Obertrubach. In der Gemeinde Obertrubach bewerben sich bei weniger als 1800 Wahlberechtigten 219 Kandidaten auf acht verschiedenen Listen um die 14 Sitze im Gemeinderat. Das dürfte bayernweit wieder ein Spitzenplatz bei der Anzahl der Kandidaten pro Wähler sein. Politikverdrossenheit kann man der Gemeindebevölkerung also beileibe nicht vorwerfen.

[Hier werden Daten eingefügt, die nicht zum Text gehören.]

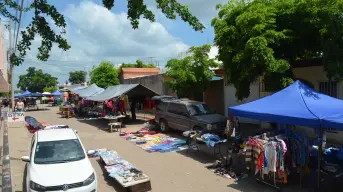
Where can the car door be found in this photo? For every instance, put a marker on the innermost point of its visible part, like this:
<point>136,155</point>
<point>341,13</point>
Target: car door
<point>179,116</point>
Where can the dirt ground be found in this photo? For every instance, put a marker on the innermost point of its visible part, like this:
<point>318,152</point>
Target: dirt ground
<point>169,172</point>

Traditionell versucht dabei die CSU, alle Ortsteile der ehemals selbstständigen Gemeindeteile Bärnfels, Geschwand, Obertrubach und Wolfsberg sowohl bei der Auswahl der Kandidaten als auch bei den Wahlveranstaltungen möglichst gleichmäßig zu berücksichtigen. So hatte man die Wolfsberger zum Frühschoppen ins Sportheim und die Obertrubacher ins Café Leistner zum Gespräch eingeladen.

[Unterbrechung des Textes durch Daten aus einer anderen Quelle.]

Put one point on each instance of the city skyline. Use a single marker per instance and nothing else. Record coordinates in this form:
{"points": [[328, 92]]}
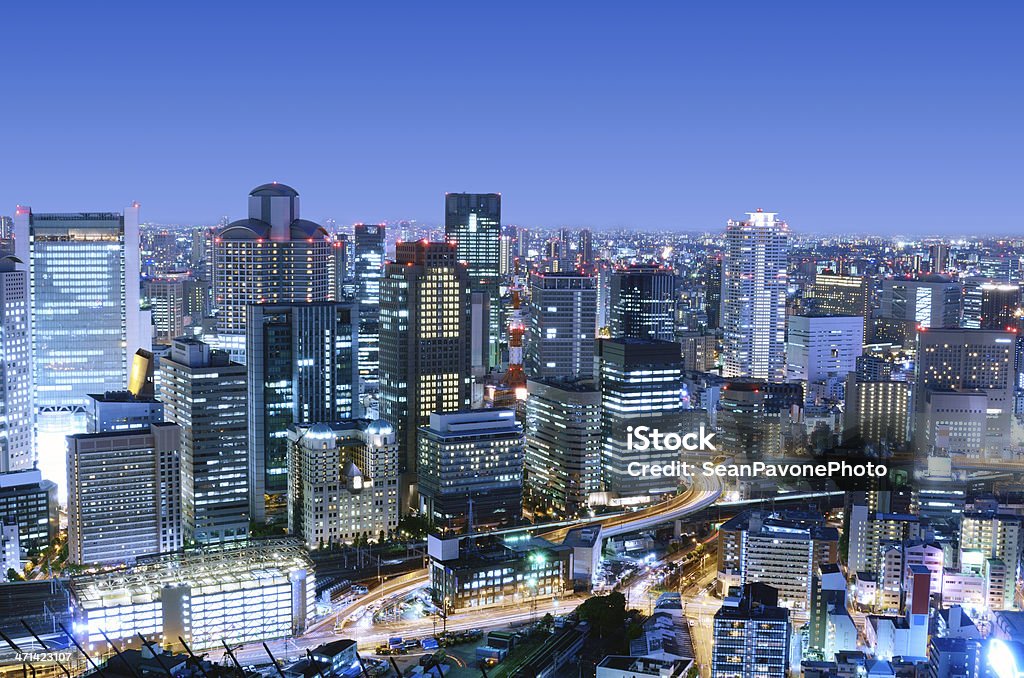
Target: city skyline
{"points": [[859, 121]]}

Bürgermeister Markus Grüner, der für eine weitere Amtszeit kandidiert, zeigte den zahlreich erschienenen Gästen anhand der wichtigsten Projekte, dass die Gemeinde in der vergangenen Legislaturperiode mit insgesamt 7,5 Millionen Euro mehr Geld als jemals zuvor investiert hat. Zu den wichtigsten Projekten gehöre unter anderem der Breitbandausbau, die Kindergartenerweiterung, die Sanierung der Grundschule, die Schaffung des Dorfladens, umfangreiche Baumaßnahmen im Rahmen der Städtebauförderung in Obertrubach sowie die Dorferneuerung in Wolfsberg.
Die 28 Kandidaten aus der ganzen Gemeinde, die alle einzeln vorgestellt wurden, sind laut Grüner ein hervorragendes Angebot an die Wähler, um die erfolgreiche Arbeit der letzten sechs Jahre auch fortsetzen zu können.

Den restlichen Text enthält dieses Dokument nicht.